Hunt Leasing Corp. v. Universal Underwriters Insurance

In an action for a judgment declaring that the defendant is under a contractual duty to defend and indemnify the plaintiff, pursuant to a policy of insurance issued to the plaintiff, the defendant appeals from an order of the Supreme Court, Suffolk County *603(Underwood, J.), dated March 28, 1985, which denied its motion for summary judgment dismissing the complaint.

Order reversed, on the law, with costs, motion granted, and it is hereby declared that the defendant is under no obligation to defend or indemnify the plaintiff in the underlying action brought against the plaintiff’s lessee.

The plaintiff leased an automobile to Always Ready Private Car Service, Inc. (hereinafter Always Ready). That automobile was covered under an automobile liability insurance policy issued to the plaintiff by the defendant. On October 26, 1982, Jack Arfe, the plaintiff in the underlying action, was a passenger in the subject vehicle which was driven by Julius Orret, a taxicab driver and a codefendant in the underlying action. Arfe alleged in his complaint that Orret committed an assault and battery against him. The purported intentional tort allegedly resulted from a dispute over the taxicab fare for the service performed by Orret. Always Ready was also named as a defendant; Arfe asserted that Always Ready was liable for damages under theories of vicarious liability and negligent hiring. Following an exchange of letters, the defendant disclaimed coverage under the insurance policy in question. Thereafter, the plaintiff commenced the instant declaratory judgment action for a declaration that the defendant was under an obligation to defend and indemnify it in the underlying lawsuit.

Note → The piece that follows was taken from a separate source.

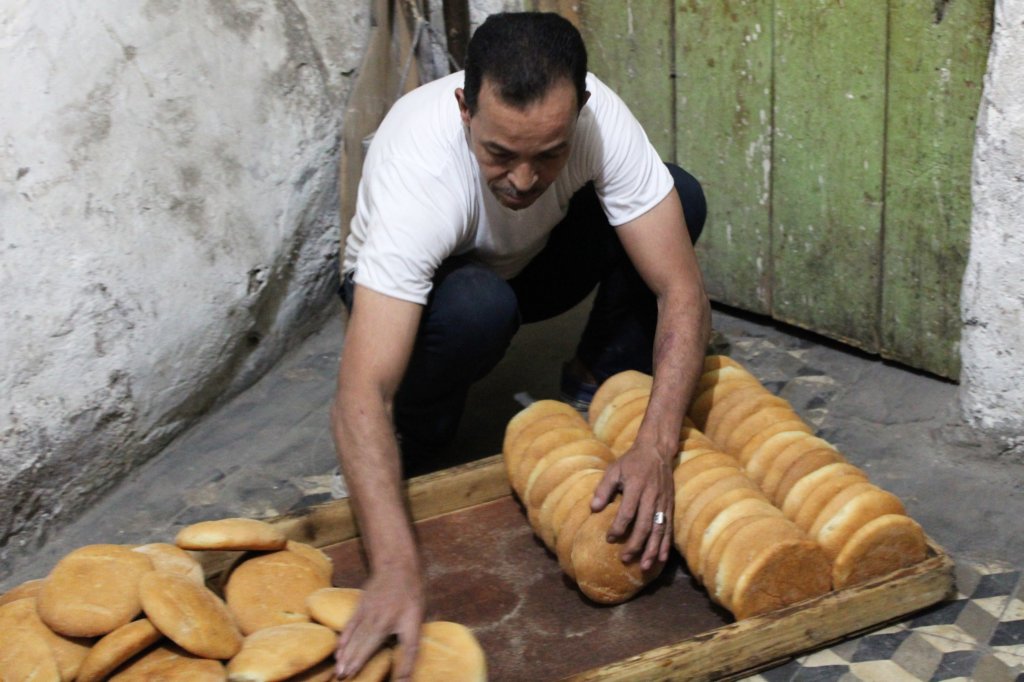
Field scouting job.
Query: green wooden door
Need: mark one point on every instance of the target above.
(834, 141)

Special Term denied the defendant’s motion for summary judgment on the ground that the defendant’s liability under the policy was a question of fact to be determined in the underlying action.

The policy in question provided, under the "Exclusions” provision, as follows: "This insurance does not apply * * * to bodily injury or property damage arising out of the ownership, maintenance, operation, use, loading or unloading of any owned automobile or temporary substitute automobile while such automobile is being used as a public or livery conveyance, unless such use is specifically declared and described in the declarations” (emphasis added). It is patently clear from the allegations of the complaint that the subject vehicle was being used as a public or livery conveyance, i.e., a taxicab. Since the declarations of the subject policy did not contain a provision as to whether the vehicle in question would be used as a public or livery conveyance, there is no factual or legal basis for finding that the defendant has a duty to defend and/or indemnify the plaintiff in the underlying action (see, Spoor-Lasher Co. v Aetna Cas. & Sur. Co., 39 NY2d 875; Hicksville *604Motors v Merchants Mut. Ins. Co., 97 AD2d 396, affd 61 NY2d 661). Accordingly, we reverse Special Term’s denial of the defendant’s motion for summary judgment.

In view of the foregoing disposition, we need not reach the defendant’s remaining contention. Thompson, J. P., Niehoff, Eiber and Spatt, JJ., concur.